シリアで拘束されたジャーナリストの安田純平さんが2018年10月に解放されてから、インターネット上を中心に「自己責任論」が再燃している。思い返せば、自己責任論が大きな問題として初めて可視化されたのは2004年のイラク日本人人質誘拐事件だった。
イラク戦争終結の1年後、現地で武装勢力に拘束された日本人3人が、バッシングの嵐に晒されたのだ。渦中にいた一人で、現在はNPOの代表として活躍する今井紀明さんが11月8日午後10時「ハフトーク」に生出演する。この社会で噴出する「自己責任論」、今井さんにはどうみえているのか?
「人質」「クソガキ」と罵られた過去
今井さんら3人とその家族は、事件以降「自己責任」という言葉で論じられ、誹謗中傷の対象となっていった。自宅にはバッシングの手紙が段ボール数箱分も届き、外を歩けば「人質」「クソガキ」という声が聞こえてくる。
今井さんは事件後、精神の変調をきたして、しばらくひきこもり生活をおくることになる。
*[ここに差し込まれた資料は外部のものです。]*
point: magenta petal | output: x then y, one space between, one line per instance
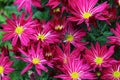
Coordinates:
14 40
5 78
29 66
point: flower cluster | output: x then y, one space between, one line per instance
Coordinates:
60 43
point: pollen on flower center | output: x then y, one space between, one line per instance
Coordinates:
1 69
74 75
59 27
49 54
19 30
116 74
69 38
41 37
99 60
87 15
35 61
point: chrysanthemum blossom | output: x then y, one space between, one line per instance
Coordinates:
82 10
18 29
5 67
66 53
53 3
112 73
75 70
74 36
45 35
35 57
27 4
99 57
116 38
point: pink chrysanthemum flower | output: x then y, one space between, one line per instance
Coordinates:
115 39
82 10
112 73
58 24
18 29
65 54
74 36
45 34
5 68
27 4
75 70
34 57
53 3
100 57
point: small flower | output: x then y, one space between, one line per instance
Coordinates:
18 29
82 10
5 67
99 57
45 35
112 73
115 39
74 36
34 56
75 70
27 4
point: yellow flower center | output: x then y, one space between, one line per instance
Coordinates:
19 30
99 60
36 61
41 37
56 9
1 69
74 75
116 74
119 2
59 27
69 38
87 15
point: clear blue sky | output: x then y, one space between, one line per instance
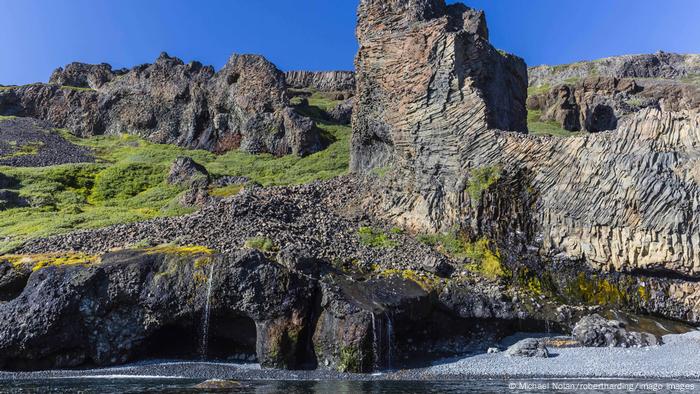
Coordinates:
40 35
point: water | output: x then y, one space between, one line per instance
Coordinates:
382 347
205 317
162 385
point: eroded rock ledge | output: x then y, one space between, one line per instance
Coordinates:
244 105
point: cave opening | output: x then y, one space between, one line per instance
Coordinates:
230 338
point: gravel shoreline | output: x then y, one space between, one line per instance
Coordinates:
677 358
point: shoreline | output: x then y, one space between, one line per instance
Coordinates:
677 358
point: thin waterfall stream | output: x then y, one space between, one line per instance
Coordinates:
205 317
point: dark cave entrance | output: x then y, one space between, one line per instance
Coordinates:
230 337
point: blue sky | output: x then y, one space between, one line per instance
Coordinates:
40 35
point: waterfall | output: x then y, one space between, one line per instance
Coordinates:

現在は、大阪を拠点に定時制、通信制高校の支援活動を展開する認定NPO法人「D×P」(ディーピー)の代表として活躍している。
今はNPOの代表としての活動が忙しくなってしまい、当時の話をすることはほとんどない。
意外と知られていない事実だが、当時今井さんは、自己責任論を展開した人に直接会って「対話」を試みていた。
父親が残していた自分宛のバッシングの手紙を読みふけり、住所が記されていれば手紙を送る。そこには「会って話をしたい」「どうして自己責任だと考えるのか知りたい」という思いがあった。
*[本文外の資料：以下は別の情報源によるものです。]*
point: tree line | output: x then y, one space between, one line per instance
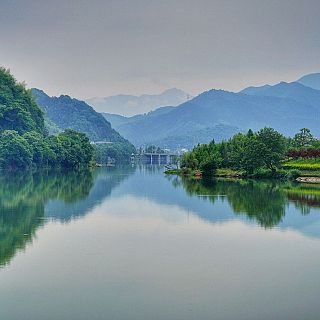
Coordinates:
252 152
24 140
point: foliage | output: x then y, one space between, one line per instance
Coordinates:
15 152
66 112
303 138
302 164
118 151
23 139
248 152
76 150
18 110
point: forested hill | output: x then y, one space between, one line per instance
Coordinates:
219 114
66 112
18 110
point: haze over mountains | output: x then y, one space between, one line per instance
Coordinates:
129 105
218 114
65 112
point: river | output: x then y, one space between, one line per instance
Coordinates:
132 243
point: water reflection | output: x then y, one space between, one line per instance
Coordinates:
130 243
265 202
28 199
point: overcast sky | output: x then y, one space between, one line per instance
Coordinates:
99 48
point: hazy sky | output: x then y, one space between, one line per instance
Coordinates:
98 48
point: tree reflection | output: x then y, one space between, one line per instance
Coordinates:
24 196
262 201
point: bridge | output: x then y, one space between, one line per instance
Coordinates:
158 158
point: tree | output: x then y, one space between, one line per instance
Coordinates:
271 147
303 139
18 109
75 148
15 152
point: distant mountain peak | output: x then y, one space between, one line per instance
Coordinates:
129 105
311 80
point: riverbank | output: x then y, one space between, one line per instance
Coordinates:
302 176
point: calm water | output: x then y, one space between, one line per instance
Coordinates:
133 244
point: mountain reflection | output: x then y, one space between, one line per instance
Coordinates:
265 202
28 199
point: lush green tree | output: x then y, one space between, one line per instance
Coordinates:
119 151
18 109
303 139
15 152
271 147
75 149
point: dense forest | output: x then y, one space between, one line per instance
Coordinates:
259 154
66 112
24 140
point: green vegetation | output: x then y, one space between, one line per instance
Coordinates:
24 142
118 151
262 154
302 164
262 201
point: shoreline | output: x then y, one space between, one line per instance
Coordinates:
230 174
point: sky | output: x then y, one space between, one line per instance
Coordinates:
101 48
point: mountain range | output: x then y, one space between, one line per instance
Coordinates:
218 114
129 105
65 112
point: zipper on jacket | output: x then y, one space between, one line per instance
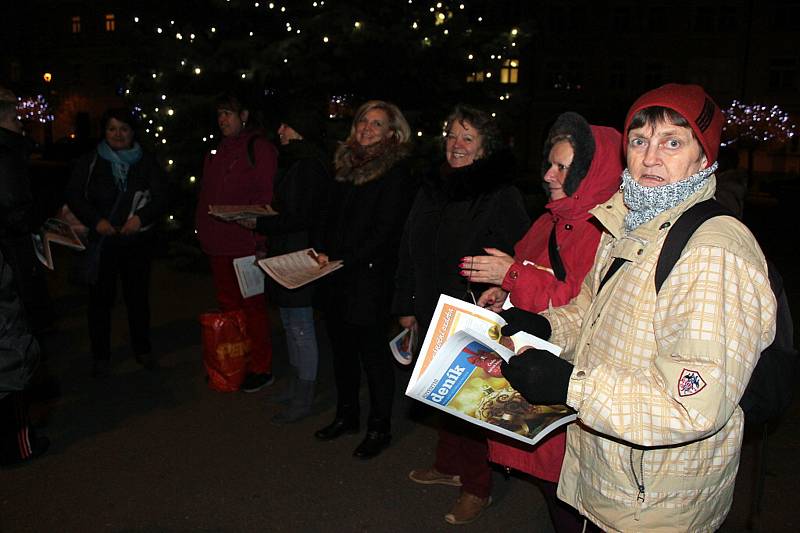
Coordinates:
639 480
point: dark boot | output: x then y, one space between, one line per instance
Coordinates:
288 392
301 404
346 421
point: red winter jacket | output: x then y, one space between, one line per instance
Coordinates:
535 289
230 179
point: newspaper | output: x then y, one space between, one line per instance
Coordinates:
230 213
57 231
405 345
140 199
296 269
458 372
249 276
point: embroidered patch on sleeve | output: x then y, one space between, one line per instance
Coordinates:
690 383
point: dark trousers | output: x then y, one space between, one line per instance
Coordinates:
15 432
462 450
565 518
354 347
131 265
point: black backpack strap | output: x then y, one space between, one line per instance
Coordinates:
251 149
555 258
680 233
615 265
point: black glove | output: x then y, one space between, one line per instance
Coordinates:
541 377
519 320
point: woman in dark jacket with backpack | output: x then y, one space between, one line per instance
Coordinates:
302 185
467 205
119 192
369 203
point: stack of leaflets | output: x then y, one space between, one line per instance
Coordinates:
249 276
405 345
296 269
230 213
58 231
458 372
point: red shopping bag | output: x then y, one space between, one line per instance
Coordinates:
226 349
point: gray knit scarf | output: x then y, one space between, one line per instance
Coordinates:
646 203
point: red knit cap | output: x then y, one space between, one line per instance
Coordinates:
692 102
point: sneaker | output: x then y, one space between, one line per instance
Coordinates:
467 509
431 476
256 382
101 368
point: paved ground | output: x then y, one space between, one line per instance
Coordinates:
159 452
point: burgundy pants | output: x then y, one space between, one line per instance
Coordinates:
229 298
463 450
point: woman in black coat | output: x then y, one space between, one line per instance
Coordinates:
119 192
467 205
300 194
370 199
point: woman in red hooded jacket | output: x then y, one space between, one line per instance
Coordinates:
582 168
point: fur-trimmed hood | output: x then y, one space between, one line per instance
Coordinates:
578 129
359 165
482 176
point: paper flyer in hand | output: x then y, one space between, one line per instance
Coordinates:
458 372
296 269
404 345
249 276
58 231
230 213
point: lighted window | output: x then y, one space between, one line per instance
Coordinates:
509 73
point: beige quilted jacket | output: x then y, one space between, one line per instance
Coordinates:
657 380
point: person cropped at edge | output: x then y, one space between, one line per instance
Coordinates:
239 172
371 195
101 191
20 216
467 203
656 378
299 196
582 168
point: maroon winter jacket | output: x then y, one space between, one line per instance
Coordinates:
533 288
229 178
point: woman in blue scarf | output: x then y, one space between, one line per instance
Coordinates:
118 191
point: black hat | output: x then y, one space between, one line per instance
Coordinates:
573 126
305 120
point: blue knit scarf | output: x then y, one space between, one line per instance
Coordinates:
121 161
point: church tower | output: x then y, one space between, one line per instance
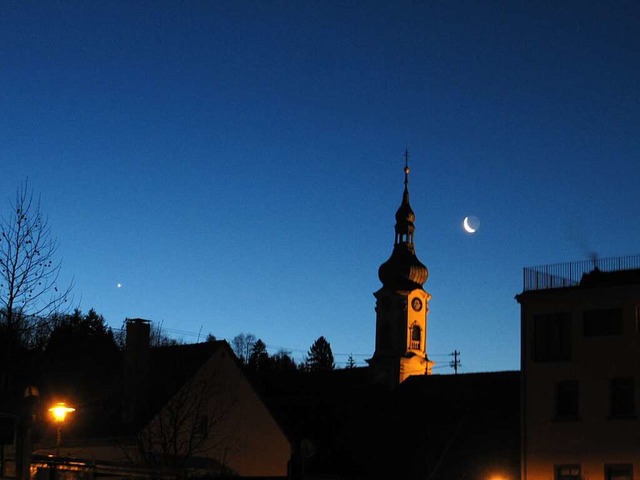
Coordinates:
401 305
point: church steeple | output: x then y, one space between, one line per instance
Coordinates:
403 270
405 216
402 304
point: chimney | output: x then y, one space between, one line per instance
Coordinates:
136 371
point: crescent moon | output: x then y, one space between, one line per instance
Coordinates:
467 227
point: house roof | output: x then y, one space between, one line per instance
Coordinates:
440 425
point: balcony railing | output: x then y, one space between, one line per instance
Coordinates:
562 275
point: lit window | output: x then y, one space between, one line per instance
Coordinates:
623 402
552 337
618 472
416 337
567 399
567 472
603 322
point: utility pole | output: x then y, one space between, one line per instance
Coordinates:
455 363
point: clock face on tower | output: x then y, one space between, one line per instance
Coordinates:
416 304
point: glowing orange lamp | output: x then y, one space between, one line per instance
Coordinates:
59 412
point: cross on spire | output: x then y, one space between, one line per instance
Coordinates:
406 168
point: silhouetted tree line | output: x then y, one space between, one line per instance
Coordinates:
254 356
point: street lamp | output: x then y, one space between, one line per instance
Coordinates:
59 412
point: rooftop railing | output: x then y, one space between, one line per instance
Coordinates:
561 275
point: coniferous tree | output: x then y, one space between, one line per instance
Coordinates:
351 363
320 356
259 360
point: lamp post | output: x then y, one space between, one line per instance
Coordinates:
59 412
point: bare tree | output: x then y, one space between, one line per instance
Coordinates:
29 272
188 426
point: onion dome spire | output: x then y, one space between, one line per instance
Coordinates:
403 270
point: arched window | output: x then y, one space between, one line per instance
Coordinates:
416 337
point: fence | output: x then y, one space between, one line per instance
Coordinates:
562 275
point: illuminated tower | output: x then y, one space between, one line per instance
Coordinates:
401 305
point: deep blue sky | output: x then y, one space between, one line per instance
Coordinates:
236 166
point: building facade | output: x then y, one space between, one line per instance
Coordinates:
402 305
580 334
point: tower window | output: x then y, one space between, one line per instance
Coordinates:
552 337
416 337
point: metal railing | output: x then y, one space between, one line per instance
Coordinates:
562 275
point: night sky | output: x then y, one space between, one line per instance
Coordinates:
236 166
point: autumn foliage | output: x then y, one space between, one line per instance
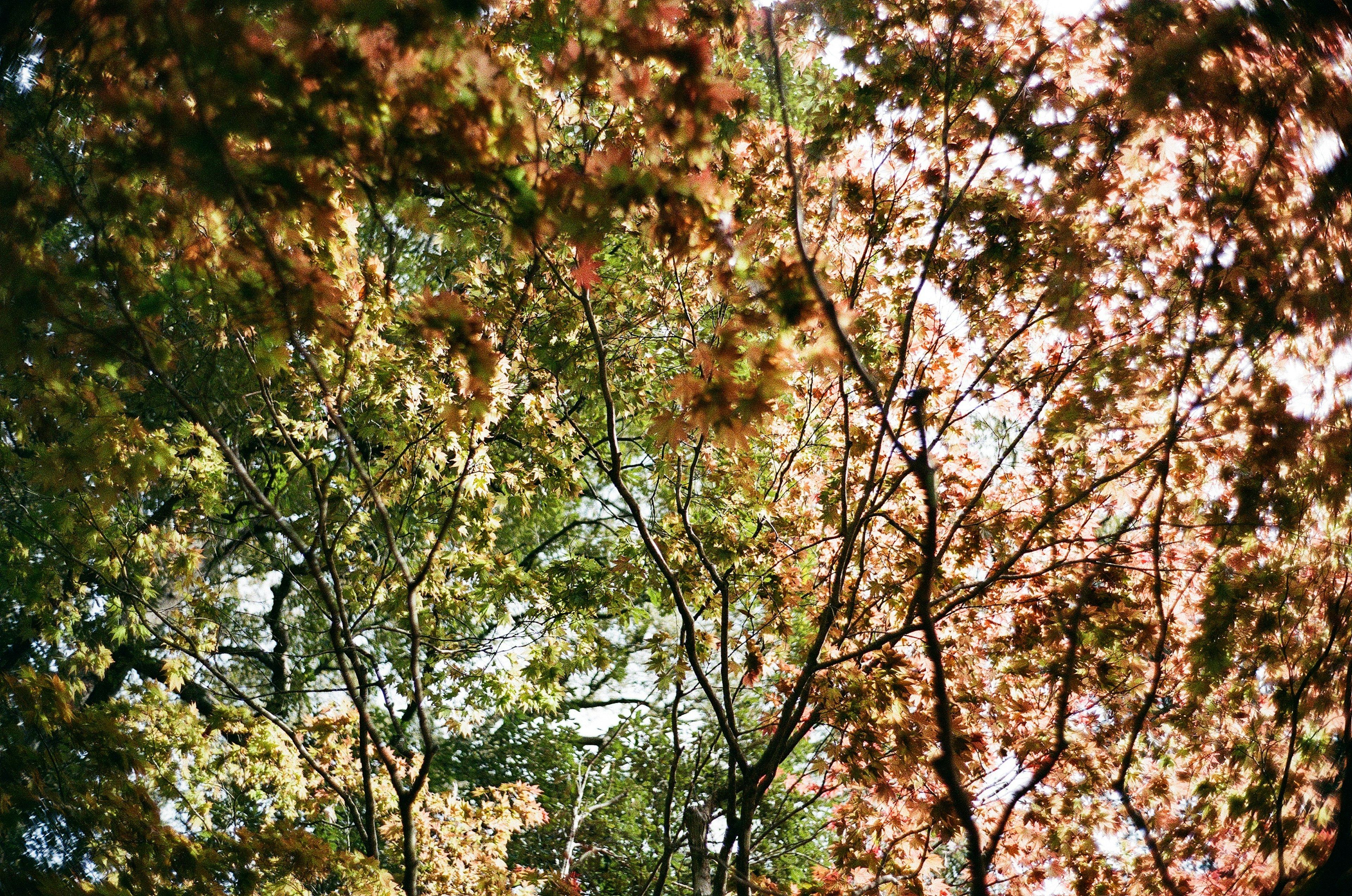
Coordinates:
827 447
彼自身の記憶からもすっぽり抜け落ちていたが、過去の手記から、当時の気持ちを辿ることができる。
手紙の差出人、本当の怒りの矛先は?
届いた手紙に返事をしていくうちに、新しい出会いも生まれた。会って話を聞きたいという今井さんの申し出に何人かが応じた。ある工場に勤めているという男性は、仕事を終えてから今井さんと食事に行っている。
男性は、事件に対して批判的なのではなく、頭にきたのはマスコミのおかしさだったと今井さんに明かしている。
「『自衛隊を派遣したことで彼らが捕まったのだから、政府は責任をとり自衛隊を撤退させなければならない』ということを論調に出した新聞」が原動力になり、今井さんに向けて批判の手紙を出したと語った。
男性には当時18歳になる不登校の娘がいた。
「多くの若者が、娘と同じようにニートだといわれているこの時代、何か目標に向かって行動している若者をこんなことで潰す社会があるというならば日本社会は終わってしまうんじゃないか、と危機感があるんです」
そう語り、最後は今井さんがバッシングを受ける社会を憂いた。
時を超えて続く対話
筆者である私が2017年9月、このエピソードを記事に書いたところ、一通のメールが届いた。
「ここに書かれている男性は私の父だと思う。今井さんに会って話したいことがある」というものだった。
私信なので、多くは明かさない。大事なのは、今井さんの行動に、対立やバッシングばかりが過熱する社会を乗り越えるヒントがあるということだ。
対話を通じて、少なくともこの父親は、怒りは今井さん本人ではなく別のところにあったと思い至り、最後には今井さんに共感を示した。
そして、十数年の時を超えて「不登校の娘」本人から連絡が届く。
一つ一つのエピソードは小さくとも、彼らの人生を変えるくらい重要なものではないだろうか。
番組では、単なる自己批判論とそれへの批判だけでは終わらない今井さんの経験をじっくりと聞いていく予定だ。2004年よりもインターネットが発展したいまの社会にとって、大事な対話の可能性を指し示す1時間になるだろう。